Here’s what I remember of that first visit: it was sunny; I was very young; my parents’ broad smiles; a stuffed Bengal Tiger; losing a shoe; being utterly fascinated by the Museum’s Egyptian mummies; the wondrous abundance of strange artefacts.

Fast forward (a number of redacted) years and it’s time for my latest visit, this time as a special correspondent for Northern Soul. I’m to be given a guided tour of the Museum’s superb collection of ancient Egyptian artefacts. Jealous? You should be.

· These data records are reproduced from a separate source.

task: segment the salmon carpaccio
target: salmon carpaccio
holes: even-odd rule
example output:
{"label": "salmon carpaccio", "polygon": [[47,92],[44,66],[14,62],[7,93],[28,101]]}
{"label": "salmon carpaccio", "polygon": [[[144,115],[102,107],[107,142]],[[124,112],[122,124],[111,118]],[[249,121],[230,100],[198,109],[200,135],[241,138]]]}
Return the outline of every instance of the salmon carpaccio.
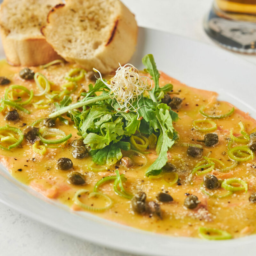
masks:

My guide for the day is Dr Campbell Price, Curator of Egypt and the Sudan at the Museum. He greets me in the entrance hall amid a vast herd of wide-eyed little people (it’s half term). Price has been in the post for two years and it’s clear his enthusiasm for the museum is every bit as fresh as that of the young visitors surrounding us. Soon we’re standing in front of a bust of the founder of this feast of ancient objects, the notable Victorian philanthropist Jesse Haworth.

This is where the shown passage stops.